Regarding the role of plant-based fermented foods, both traditional and innovative, Armando Perez-Cueto adds: “The majority of respondents consider fermented plant-based foods as contributing to -and facilitating- the dietary shift.”

The survey has also delved into sensory preferences and identified important characteristics of different fermented plant-based foods by looking at what consumers dislike and like about these foods. For fermented plant-based yogurt and drinkable yogurt, consumers want products that are white, creamy, sweet and uniform, without flavourings.

When it comes to fermented plant-based chicken alternatives, smooth colour, natural shape, chicken-like smell, and a tender texture are important. In protein-enriched breads, small air bubbles, cohesion, toasted and nutty aromas and a crispy yet soft texture are preferred. In addition, the report demonstrates the significant market potential of fermented plant-based foods.

“This groundbreaking study provides valuable guidance for developing innovative plant-based fermentations that are in line with sensory expectations,” says Professor Christophe Courtin, project coordinator of HealthFerm, Katolieke Universiteit Leuven in Belgium.

Taste preferences are the main driver of dietary choices, followed by health and animal welfare. However, when consumers decide to reduce or eliminate meat from their diet, it is usually for personal health reasons.
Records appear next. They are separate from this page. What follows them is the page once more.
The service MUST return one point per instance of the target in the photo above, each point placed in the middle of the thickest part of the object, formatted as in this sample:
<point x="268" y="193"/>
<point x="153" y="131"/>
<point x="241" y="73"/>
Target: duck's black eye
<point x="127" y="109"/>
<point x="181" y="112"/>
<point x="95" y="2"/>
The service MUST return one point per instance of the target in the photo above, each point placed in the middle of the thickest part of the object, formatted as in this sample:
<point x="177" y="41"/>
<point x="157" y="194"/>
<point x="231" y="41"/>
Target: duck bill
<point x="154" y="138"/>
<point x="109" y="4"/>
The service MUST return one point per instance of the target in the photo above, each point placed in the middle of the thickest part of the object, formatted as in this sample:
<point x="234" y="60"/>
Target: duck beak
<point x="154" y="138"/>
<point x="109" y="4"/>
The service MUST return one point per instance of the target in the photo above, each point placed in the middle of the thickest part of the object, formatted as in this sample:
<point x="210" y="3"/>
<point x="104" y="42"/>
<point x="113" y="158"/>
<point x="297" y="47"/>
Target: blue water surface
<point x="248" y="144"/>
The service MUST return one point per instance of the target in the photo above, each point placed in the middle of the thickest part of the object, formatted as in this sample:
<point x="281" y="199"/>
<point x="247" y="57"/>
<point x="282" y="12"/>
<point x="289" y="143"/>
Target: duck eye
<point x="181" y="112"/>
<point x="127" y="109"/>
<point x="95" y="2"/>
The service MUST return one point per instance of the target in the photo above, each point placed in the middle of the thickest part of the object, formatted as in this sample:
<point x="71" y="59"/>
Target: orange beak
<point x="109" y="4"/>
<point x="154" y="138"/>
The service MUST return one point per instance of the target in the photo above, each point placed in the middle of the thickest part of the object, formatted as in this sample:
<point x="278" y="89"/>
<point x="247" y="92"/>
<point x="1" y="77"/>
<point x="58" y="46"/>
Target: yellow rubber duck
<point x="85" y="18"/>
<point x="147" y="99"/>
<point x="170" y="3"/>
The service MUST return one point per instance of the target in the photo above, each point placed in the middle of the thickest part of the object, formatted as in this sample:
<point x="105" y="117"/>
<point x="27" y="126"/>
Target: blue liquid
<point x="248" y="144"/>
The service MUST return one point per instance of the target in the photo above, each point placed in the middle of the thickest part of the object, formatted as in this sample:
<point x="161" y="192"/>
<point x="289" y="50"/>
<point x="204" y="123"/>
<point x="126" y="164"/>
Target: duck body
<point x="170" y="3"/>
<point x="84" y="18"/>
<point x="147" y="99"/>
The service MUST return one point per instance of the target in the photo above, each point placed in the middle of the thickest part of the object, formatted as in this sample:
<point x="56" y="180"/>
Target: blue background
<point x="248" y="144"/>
When it comes to choosing plant-based and fermented plant-based foods, the main obstacles are perceived discomfort, satiety and taste problems, as well as a lack of familiarity with such products.

The study also shows significant market potential for fermented plant-based foods. The researchers have investigated market opportunities and consumer expectations when it comes to plant-based fermented foods. Responses from different countries showed a strong preference for fermented plant-based meat and dairy products that are priced on par with animal alternatives rather than at lower prices.

In addition, the willingness to try foods prepared via different fermentation processes was high, with traditional methods being the most accepted, followed by precision and biomass fermentation. Younger, educated and financially secure respondents showed a greater willingness to try products produced using different fermentation techniques.

“Our research provides insights on how to better communicate these innovations to different segments of consumers in the surveyed countries, hence it is useful for companies, policy makers and practitioners,” concludes Armando Perez-Cueto.